Two months after running aground, freighter Roger Blough returns to Twin Ports
The freighter Roger Blough was back in the Twin Ports to pick up a load of iron ore pellets this week, a little more than two months after it ran aground in eastern Lake Superior.
The 858-foot Blough, carrying a load of iron ore it picked up in Duluth, ran aground May 27 near Gros Cap Reefs in Whitefish Bay, about 10 miles west of Sault Ste. Marie, Mich. It spent a couple weeks there, as its cargo was offloaded to other vessels.
The Blough was freed and started traveling down the St. Marys River, escorted by a tugboat, on June 11, eventually reaching Bay Shipbuilding in Sturgeon Bay, Wis., for repairs.
The website boatnerd.com reported that the Blough left Bay Shipbuilding on Saturday night and arrived in Duluth on Monday night.
The Blough picked up a load of iron ore at the CN docks in Duluth on Tuesday, departing during the early evening hours.
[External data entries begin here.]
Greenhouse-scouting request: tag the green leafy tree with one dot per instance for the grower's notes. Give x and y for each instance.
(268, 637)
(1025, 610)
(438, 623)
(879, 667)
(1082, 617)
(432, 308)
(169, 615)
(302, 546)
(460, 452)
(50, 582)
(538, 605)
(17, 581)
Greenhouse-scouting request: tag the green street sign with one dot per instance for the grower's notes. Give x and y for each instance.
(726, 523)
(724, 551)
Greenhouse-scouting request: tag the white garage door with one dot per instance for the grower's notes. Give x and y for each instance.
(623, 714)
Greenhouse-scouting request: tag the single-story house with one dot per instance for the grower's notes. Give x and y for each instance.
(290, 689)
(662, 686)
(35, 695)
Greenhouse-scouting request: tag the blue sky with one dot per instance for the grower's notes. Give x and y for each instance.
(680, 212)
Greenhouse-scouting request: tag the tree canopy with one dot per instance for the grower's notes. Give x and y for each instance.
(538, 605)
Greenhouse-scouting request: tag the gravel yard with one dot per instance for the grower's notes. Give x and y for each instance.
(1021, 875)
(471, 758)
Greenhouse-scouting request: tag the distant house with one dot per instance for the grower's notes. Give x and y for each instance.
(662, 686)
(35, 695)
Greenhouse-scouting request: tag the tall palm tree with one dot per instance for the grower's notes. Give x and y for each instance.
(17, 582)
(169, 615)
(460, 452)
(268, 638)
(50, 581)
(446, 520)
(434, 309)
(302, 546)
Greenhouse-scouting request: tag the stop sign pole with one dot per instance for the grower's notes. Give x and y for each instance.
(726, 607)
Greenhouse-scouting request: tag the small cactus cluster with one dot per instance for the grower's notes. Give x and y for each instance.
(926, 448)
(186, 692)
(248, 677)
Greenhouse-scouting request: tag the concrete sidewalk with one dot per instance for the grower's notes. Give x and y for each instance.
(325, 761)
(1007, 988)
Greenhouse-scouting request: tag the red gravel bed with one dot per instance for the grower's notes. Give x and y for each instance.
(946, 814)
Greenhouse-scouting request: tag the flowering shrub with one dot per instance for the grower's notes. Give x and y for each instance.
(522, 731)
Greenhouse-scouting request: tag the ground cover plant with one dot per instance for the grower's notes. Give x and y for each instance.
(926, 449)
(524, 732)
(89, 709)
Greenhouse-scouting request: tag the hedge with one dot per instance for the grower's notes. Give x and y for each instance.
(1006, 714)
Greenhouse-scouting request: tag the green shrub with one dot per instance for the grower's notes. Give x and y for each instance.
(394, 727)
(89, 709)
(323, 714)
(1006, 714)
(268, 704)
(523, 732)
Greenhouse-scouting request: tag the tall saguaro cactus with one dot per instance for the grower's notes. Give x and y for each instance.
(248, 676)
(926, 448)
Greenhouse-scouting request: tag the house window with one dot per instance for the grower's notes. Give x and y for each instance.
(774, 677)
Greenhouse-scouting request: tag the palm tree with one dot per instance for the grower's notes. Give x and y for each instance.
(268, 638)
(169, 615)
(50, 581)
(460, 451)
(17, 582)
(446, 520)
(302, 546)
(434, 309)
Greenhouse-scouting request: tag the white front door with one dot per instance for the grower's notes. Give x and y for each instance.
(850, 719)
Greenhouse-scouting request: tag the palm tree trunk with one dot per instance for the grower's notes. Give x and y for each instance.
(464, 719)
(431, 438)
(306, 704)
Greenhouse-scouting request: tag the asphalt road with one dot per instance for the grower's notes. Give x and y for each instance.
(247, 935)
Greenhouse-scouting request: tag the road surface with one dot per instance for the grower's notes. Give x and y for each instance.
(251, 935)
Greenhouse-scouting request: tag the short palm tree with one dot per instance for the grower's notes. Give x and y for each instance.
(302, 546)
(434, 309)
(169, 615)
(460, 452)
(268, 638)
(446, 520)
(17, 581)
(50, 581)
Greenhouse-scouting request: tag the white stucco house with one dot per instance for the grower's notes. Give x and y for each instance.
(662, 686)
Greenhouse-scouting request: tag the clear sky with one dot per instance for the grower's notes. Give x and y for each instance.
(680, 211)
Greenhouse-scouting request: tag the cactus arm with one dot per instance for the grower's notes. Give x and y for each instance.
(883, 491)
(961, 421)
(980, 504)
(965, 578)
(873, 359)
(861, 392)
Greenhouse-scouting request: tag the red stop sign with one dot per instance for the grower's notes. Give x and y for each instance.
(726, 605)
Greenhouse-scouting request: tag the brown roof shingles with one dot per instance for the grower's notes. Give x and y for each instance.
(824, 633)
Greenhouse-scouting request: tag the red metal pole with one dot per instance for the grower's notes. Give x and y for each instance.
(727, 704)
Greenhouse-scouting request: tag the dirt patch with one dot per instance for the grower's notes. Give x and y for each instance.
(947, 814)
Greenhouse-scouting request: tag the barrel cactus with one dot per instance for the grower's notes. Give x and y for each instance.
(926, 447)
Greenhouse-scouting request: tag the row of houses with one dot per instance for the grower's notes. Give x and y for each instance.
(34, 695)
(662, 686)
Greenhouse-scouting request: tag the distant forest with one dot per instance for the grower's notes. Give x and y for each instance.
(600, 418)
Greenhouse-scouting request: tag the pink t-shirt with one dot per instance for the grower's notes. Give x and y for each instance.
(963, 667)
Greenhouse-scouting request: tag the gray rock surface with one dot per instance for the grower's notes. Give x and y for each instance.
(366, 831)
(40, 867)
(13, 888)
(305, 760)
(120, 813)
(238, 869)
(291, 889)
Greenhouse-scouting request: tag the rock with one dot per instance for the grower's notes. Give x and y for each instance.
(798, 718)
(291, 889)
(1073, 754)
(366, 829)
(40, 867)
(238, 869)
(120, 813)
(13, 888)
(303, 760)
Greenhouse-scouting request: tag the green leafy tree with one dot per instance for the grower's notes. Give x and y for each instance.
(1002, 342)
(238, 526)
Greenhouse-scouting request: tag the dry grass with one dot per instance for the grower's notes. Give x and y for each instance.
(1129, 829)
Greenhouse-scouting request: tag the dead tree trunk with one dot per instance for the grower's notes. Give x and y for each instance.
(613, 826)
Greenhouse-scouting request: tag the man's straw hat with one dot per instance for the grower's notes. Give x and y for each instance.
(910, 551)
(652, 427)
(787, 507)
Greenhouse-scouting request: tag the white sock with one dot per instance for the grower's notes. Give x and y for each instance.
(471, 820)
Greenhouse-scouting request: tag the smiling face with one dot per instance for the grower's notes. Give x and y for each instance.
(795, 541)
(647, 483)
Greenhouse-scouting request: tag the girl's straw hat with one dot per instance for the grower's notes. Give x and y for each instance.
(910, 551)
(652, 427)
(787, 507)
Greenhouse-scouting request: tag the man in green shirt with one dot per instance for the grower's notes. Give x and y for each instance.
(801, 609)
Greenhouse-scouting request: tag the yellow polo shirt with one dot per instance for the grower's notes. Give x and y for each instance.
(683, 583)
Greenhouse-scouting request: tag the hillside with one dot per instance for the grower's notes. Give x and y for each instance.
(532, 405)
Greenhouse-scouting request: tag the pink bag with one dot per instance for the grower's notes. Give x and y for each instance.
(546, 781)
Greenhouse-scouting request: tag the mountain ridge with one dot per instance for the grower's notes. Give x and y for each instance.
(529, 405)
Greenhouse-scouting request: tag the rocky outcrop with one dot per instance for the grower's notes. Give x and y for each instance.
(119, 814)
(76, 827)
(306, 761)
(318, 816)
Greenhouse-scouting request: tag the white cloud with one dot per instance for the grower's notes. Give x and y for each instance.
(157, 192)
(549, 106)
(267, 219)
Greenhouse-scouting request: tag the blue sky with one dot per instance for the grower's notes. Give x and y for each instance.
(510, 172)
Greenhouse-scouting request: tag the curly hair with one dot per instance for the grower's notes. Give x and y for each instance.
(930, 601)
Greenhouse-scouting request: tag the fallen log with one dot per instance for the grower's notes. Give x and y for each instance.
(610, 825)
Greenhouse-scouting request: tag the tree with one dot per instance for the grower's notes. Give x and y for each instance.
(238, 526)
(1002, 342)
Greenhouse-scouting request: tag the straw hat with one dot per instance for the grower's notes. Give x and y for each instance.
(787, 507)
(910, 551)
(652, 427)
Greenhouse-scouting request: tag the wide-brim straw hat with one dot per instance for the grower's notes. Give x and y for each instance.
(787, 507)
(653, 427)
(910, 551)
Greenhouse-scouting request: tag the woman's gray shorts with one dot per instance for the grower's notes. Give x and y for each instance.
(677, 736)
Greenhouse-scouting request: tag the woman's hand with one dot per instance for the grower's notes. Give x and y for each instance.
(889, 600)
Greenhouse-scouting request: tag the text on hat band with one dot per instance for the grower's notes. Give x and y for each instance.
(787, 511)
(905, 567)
The U.S. Coast Guard and the National Transportation Safety Board have been investigating the cause of the Blough's May 27 grounding.
Canadian National Railway, the owner of the Blough, contracts with Keystone Shipping Co. to operate its lake freighters. Keystone officials told the News Tribune in late May that the company was conducting its own internal investigation into the cause of the grounding.
Messages left with the Coast Guard and Keystone on Tuesday, seeking an update on the status of the investigations, were not returned.